MORE: DACA's 10th anniversary: Recipients call for congressional action as immigration reform remains stalledThe potential discontinuation of DACA would have far-reaching consequences for young immigrants on the program, said Jose Coronado Flores, 25, a DACA recipient who immigrated from Guatemala when he was four years old.
"It will mean that I can no longer work. It would mean that I will have no protection. I was blessed to go to Harvard and study Comparative Literature. I even have my own book," he told ABC News said. "To know that I won't even be able to legitimately work in the United States because of court ruling after a program that's been alive for 10 years, that's kind of crazy."
"A lot of people that I know who are undocumented or have DACA, they have this escape plan. They know, if they had to get out of any situation, they could," he added. "And that's a scary thing to always have to think about."
Kolade said it's this uncertainty surrounding her future that scares her the most.
"At this point, I do not know, and that's where we are right now because it could mean that I will be deported or it can mean that I will lose everything that I've built here because this is my home," she said.
Sergio Gonzales, executive director of the Immigration Hub, said political "punditry" surrounding DACA has obscured the human impact of the program's impending rescission, should the case reach the Supreme Court.
"Republican leaders are using the same playbook with DACA that was used with abortion, which is to end the protections offered by DACA through an increasingly rightward shifting court," he said. "And we now are on the precipice of that actually happening."
With the program being remanded back to Judge Andrew Hanen for review, immigration attorney Benjamin Osorio said he's personally optimistic the latest DACA regulations will hold but that it's time for a "clean DACA bill."
"It's just very frustrating again, when I think there's a majority of Americans who side with… providing these kids some type of permanent protection and then they're being used as sort of a ping pong political pawn here," Osorio told ABC News.

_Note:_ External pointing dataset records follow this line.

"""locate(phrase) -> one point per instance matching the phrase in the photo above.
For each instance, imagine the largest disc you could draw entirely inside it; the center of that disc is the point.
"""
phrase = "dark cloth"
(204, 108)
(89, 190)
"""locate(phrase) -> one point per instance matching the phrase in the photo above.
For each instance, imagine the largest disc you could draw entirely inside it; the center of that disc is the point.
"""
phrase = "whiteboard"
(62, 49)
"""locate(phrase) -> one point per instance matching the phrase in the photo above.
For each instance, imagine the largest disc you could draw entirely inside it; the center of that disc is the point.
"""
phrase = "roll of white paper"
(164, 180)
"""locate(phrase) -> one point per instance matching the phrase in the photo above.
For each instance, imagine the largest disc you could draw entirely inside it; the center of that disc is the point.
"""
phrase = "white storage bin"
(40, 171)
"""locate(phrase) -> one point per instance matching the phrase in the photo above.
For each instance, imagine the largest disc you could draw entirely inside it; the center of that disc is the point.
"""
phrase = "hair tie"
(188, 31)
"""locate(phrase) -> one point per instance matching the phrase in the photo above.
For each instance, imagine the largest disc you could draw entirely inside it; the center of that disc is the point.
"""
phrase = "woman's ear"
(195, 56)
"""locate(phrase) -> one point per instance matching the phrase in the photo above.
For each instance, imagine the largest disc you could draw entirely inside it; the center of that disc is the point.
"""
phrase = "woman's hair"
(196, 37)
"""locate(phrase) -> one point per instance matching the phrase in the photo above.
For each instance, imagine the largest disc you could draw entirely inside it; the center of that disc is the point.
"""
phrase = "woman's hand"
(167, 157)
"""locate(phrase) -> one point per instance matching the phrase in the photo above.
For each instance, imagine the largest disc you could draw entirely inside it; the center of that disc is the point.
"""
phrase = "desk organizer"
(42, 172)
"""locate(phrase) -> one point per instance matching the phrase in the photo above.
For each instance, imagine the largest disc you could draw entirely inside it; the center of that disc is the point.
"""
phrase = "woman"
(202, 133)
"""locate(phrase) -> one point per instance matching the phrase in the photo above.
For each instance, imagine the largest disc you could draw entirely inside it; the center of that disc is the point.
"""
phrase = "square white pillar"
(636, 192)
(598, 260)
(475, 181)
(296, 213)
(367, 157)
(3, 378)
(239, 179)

The fight for many DACA recipients is greater than the program itself.
Against the backdrop of the upcoming midterm elections, Jossie Flor Sapunar, the communications director for CASA, an immigrant advocacy organization, said she hoped the protest would call attention to the urgency of creating a pathway to citizenship for all immigrants through legislative action.
"Getting arrested in this country is putting your life on the line and putting your life in the hands of police officers," Sapunar said. "And so for someone with DACA to get arrested, it shows that they are willing to sacrifice everything that they have in the United States so that members of Congress can hear that citizenship is the only solution for people with that status."